Tutorial: Custom Kernels & Pytree Data¶

One of the goals of the tinygp interface design was to make the kernel building framework flexible and easily extensible. In this tutorial, we demontrate this interface with two examples; one simple, and one more complicated. Besides describing this interface, we also show how tinygp can support arbitrary JAX pytrees as input.

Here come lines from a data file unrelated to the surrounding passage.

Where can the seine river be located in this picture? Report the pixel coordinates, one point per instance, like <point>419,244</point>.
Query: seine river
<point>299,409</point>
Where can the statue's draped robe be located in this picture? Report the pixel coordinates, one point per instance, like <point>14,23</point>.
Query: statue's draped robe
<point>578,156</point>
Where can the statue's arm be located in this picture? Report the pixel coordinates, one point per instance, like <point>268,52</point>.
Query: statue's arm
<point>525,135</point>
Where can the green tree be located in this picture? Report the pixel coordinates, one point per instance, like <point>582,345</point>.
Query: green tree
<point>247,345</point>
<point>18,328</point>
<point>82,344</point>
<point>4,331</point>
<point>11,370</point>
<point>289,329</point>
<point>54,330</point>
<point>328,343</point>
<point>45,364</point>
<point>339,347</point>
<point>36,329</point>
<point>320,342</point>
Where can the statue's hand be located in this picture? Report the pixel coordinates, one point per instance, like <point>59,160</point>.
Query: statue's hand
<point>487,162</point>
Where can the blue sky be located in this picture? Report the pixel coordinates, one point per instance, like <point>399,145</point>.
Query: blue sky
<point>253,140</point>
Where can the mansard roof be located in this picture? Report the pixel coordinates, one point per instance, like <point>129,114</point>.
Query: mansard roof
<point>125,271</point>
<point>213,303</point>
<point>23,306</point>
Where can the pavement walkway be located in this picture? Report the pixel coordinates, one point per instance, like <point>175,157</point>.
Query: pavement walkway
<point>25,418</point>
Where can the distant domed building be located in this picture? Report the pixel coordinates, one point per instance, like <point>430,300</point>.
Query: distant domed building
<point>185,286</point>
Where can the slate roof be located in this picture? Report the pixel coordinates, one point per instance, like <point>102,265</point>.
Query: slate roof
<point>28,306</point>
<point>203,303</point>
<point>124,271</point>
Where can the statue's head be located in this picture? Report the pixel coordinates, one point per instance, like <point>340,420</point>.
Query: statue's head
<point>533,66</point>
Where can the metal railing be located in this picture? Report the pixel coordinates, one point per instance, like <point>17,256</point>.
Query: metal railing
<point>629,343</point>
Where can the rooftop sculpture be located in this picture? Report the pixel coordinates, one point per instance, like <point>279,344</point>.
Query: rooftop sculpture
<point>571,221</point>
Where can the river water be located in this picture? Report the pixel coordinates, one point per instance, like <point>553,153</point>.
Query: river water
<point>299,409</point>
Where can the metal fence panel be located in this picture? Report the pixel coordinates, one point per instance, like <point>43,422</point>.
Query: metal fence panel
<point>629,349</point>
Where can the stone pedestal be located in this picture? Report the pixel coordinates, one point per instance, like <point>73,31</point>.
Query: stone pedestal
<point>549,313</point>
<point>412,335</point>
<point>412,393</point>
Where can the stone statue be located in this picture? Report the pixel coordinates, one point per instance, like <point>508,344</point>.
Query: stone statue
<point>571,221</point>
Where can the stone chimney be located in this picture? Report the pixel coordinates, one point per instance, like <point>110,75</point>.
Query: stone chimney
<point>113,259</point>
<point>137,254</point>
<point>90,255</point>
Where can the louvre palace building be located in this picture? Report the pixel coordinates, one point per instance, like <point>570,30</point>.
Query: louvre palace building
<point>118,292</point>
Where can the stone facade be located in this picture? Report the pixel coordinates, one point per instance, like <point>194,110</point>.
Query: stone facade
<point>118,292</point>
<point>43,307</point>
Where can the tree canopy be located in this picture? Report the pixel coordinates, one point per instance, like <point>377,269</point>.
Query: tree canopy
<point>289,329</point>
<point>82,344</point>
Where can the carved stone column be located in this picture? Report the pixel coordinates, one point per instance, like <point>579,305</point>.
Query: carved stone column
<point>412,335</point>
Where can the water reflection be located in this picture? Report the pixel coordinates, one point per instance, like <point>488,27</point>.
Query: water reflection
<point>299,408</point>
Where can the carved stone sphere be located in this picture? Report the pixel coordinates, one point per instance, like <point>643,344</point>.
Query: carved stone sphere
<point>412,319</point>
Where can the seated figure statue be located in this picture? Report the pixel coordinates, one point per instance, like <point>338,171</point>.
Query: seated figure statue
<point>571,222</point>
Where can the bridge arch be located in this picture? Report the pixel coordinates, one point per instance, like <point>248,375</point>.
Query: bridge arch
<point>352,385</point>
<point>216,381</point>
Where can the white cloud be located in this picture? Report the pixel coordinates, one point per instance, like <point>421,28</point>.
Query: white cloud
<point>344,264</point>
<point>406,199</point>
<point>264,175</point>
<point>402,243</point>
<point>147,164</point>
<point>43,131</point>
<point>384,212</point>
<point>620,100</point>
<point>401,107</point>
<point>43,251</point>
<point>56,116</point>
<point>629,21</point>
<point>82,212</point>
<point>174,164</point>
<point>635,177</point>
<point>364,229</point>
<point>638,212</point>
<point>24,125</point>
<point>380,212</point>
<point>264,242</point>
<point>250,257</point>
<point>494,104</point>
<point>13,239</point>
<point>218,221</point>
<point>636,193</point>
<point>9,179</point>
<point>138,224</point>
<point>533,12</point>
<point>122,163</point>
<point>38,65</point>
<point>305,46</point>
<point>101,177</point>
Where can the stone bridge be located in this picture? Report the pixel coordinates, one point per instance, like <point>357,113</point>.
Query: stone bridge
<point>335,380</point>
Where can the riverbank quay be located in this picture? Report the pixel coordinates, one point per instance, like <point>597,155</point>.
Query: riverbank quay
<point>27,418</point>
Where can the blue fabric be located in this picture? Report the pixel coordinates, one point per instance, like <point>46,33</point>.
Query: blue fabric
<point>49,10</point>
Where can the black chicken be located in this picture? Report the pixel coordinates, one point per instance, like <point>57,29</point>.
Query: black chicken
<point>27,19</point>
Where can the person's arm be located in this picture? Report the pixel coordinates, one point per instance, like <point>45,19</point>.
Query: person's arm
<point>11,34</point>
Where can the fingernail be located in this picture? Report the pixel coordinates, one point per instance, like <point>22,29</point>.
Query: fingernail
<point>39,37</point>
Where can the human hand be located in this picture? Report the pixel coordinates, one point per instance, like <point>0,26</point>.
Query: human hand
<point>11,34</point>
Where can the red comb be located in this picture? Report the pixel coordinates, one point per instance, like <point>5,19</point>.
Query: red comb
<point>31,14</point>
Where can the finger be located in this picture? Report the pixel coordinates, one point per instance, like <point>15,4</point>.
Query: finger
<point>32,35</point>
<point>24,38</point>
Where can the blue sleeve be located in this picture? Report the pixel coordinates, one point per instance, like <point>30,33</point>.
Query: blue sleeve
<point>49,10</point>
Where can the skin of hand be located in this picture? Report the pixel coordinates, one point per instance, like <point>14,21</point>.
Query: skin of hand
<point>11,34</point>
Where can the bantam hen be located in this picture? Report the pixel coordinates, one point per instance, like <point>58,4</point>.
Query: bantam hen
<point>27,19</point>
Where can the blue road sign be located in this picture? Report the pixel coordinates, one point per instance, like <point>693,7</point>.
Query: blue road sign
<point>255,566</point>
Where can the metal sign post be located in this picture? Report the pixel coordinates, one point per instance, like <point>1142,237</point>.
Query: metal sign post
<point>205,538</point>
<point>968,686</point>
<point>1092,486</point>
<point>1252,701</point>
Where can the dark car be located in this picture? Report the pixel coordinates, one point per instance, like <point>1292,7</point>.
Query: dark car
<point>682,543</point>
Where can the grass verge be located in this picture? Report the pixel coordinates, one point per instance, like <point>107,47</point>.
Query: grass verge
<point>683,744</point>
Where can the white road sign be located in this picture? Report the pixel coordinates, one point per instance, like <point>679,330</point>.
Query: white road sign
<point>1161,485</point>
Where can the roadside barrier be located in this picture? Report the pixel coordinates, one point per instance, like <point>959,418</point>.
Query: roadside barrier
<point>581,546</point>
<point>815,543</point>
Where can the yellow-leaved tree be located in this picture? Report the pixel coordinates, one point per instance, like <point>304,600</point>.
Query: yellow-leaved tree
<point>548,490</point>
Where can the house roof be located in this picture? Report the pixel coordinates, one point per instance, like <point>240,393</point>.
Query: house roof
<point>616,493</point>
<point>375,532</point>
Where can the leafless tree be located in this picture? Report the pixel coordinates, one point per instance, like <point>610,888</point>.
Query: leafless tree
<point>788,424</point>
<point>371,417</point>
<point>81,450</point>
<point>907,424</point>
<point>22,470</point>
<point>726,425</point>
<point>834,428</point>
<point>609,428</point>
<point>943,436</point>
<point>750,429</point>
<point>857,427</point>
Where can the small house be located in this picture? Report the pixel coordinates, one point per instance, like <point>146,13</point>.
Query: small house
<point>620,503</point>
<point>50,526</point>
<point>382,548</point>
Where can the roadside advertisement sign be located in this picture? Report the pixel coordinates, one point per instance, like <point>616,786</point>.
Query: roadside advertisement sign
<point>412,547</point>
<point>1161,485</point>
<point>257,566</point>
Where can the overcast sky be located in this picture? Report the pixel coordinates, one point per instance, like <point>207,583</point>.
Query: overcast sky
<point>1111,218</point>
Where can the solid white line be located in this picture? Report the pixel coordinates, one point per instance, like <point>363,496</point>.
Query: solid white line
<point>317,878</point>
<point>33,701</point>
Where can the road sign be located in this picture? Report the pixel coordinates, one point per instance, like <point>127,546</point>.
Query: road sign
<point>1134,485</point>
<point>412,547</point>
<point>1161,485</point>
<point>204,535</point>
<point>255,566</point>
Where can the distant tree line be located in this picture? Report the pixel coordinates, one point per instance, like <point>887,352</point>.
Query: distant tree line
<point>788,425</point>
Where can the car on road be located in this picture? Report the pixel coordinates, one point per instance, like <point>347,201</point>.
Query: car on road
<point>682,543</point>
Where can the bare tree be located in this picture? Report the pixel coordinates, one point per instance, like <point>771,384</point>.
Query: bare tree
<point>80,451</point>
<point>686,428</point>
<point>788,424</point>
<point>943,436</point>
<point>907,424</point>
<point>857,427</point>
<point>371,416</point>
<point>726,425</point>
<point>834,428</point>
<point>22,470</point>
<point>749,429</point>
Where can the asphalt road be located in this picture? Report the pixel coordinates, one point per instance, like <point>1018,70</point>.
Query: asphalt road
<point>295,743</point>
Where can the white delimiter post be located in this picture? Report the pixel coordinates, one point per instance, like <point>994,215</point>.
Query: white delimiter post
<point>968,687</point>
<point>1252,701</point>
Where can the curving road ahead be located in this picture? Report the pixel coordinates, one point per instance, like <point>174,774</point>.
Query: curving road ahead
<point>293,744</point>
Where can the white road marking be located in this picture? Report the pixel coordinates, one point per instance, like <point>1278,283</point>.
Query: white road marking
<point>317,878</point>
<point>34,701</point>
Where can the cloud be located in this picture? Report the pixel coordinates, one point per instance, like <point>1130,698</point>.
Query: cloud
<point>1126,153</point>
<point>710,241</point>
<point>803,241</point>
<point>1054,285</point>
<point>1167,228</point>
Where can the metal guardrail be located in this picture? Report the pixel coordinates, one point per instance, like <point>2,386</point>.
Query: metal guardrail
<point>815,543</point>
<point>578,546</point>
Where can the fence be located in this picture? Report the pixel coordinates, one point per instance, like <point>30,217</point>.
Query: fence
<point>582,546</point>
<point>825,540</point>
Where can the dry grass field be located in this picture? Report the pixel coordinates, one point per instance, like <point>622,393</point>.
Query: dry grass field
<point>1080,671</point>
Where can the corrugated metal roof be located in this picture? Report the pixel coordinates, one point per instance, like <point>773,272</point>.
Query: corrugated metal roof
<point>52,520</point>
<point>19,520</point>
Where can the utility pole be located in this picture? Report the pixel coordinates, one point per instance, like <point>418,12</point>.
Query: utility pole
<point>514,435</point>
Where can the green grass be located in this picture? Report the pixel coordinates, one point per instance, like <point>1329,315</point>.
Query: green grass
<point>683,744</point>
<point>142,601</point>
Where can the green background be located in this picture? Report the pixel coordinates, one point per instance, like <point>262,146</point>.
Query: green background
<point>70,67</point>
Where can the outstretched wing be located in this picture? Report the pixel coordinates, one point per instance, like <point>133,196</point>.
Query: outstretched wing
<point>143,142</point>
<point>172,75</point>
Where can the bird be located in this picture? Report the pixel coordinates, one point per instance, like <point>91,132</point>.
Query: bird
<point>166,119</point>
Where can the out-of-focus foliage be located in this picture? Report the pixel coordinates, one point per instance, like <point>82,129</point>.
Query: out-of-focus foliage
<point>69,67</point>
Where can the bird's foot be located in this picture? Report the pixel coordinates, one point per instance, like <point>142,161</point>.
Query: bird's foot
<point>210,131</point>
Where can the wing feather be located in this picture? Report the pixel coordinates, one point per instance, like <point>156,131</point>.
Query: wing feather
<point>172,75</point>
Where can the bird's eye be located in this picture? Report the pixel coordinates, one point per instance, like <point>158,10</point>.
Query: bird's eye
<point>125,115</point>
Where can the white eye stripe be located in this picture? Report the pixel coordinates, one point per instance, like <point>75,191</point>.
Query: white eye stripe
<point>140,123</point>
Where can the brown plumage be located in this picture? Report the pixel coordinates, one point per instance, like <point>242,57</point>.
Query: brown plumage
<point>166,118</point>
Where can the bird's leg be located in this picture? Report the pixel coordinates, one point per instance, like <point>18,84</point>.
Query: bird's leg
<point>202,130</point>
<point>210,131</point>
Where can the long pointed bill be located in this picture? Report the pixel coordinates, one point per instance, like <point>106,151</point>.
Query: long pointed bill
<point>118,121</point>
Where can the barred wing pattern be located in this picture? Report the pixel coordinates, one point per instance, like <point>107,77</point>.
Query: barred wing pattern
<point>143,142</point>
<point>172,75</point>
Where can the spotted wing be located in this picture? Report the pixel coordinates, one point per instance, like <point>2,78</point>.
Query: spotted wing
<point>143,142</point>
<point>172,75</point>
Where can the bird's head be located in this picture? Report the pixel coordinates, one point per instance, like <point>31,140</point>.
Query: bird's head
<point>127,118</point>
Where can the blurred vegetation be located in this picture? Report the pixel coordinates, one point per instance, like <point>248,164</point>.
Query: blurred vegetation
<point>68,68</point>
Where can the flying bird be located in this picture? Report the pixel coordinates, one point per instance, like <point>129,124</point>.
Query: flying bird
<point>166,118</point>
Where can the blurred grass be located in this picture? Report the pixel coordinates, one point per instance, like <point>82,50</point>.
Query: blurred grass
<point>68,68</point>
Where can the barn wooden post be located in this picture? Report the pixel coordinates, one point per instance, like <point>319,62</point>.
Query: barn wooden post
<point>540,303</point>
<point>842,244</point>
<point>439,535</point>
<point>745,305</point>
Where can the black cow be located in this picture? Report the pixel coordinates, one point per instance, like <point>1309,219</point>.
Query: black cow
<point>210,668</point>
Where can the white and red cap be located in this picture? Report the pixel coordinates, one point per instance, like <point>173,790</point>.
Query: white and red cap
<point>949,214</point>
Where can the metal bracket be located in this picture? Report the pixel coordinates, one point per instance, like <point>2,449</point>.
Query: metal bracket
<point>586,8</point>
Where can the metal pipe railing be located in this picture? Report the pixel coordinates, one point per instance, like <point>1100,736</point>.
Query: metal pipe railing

Example: Spectral mixture kernel¶

In this section, we will implement the “spectral mixture kernel” proposed by Gordon Wilson & Adams (2013). It would be possible to implement this using sums of built in kernels, but the interface seems better if we implement a custom kernel and I expect that we’d get somewhat better performance for mixtures with many components.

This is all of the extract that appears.